Work on the construction of the vast executioner’s block proceeded day and night. By July the first transports were already on their way to Treblinka from Warsaw and Czestochowa. People were told that they were being taken to the Ukraine, to work on farms there; they were allowed to take food and twenty kilo-grams of luggage. In many cases the Germans forced their victims to buy train tickets for the station of “Ober-Majdan”, a code word for Treblinka. Rumours about Treblinka had quickly spread through the whole of Poland, and so the S.S. had to stop using the name when they were herding people on to the transports. Nevertheless, people were treated in such a way as to be left with little doubt about what lay in store for them. At least 150 people, but more often 180 to 200, were crowded into each freight wagon. Throughout the journey, which sometimes lasted two or three days, they were given nothing to drink. People’s thirst was so terrible that they would drink their own urine. The guards would offer a mouthful of water for a hundred zloty, but they usually just pocketed the money. People were packed so tightly together that sometimes they only had room to stand. In each wagon, especially during the stifling days of summer, a number of the old or those with weak hearts would die. Since the doors were kept shut throughout the journey, the corpses would begin to decompose, poisoning the air inside. And someone had only to light a match during the night for guards to start shooting through the walls. A barber by the name of Abram Kon states that in his wagon alone five people died as a result of such incidents, and a large number of people were wounded.

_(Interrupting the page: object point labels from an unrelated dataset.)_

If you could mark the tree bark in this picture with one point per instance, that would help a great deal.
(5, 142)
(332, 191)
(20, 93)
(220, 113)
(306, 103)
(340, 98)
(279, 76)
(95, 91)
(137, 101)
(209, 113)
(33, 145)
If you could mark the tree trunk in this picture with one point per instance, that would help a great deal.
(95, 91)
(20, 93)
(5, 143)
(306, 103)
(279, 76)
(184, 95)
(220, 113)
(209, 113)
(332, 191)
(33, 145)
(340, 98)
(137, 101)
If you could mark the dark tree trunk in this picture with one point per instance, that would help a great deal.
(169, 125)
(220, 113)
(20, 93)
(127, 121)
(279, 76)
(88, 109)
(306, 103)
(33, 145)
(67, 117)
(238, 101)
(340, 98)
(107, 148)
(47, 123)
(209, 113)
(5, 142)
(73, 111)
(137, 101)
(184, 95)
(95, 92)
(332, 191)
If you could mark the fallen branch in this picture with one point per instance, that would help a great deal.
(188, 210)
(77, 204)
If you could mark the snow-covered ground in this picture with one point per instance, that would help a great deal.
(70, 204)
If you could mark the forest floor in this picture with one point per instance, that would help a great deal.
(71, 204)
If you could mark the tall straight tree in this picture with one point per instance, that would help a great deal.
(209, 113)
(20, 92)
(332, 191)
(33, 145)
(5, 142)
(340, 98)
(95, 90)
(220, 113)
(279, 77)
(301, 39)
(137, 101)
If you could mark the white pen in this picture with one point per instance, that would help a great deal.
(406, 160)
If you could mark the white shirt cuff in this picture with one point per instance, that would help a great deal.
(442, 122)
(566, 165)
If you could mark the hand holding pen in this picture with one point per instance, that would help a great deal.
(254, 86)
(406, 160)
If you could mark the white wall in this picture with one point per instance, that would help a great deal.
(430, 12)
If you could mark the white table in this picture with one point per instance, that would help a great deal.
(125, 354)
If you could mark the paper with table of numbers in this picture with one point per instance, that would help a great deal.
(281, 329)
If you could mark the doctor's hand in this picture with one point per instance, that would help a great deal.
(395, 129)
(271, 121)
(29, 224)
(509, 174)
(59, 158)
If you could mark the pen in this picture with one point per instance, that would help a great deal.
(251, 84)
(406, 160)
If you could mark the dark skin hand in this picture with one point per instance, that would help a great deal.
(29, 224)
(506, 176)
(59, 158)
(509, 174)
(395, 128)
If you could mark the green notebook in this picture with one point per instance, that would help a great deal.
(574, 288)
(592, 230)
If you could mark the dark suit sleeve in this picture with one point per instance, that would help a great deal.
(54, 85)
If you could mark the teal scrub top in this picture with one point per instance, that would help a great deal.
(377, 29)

The conditions on the trains arriving from Western Europe were very different. The people in these trains had never heard of Treblinka, and they believed until the last minute that they were being taken somewhere to work. The Germans told them charming stories of the pleasures and comforts of the new life awaiting them once they had been resettled. Some trains brought people who were convinced that they were being taken to a neutral country; they had, after all, paid the German authorities large sums of money for the necessary visas.
Once a train arrived in Treblinka bringing citizens of Canada, America and Australia who had been stranded in Western Europe and Poland when the war broke out. After prolonged negotiations and the payment of huge bribes, they were allowed to travel to neutral countries. All the trains from Western Europe were without guards; they had the usual staff, along with sleeping and dining cars. The passengers brought large trunks and cases, as well as ample supplies of food. When trains stopped at stations, children would run out and ask how much further it was to Ober-Majdan.
There were a few transports of Gypsies from Bessarabia and elsewhere. There were also a number of transports of young Polish workers and peasants who had taken part in uprisings or joined partisan units.
It is hard to say which is the more terrible: to go to your death in agony, knowing that the end is near, or to be glancing unsus-pectingly out of the window of a comfortable coach just as someone from Treblinka village is phoning the camp with details of your recently arrived train and the number of people on it.
In order to maintain until the very end the deception of the Western European passengers, the railhead at the death camp was got up to look like an ordinary railway station. On the platform where a batch of twenty carriages was being unloaded stood what seemed like a station building with a ticket office, a left-luggage office and a restaurant. There were arrows everywhere, with signs reading “To Białystok”, “To Baranowicze”, “To Wojkowice”, etc. An orchestra played in the station building to greet the new arrivals, and the musicians were well dressed. A station guard in railway uniform collected tickets and let the passengers through on to a large square.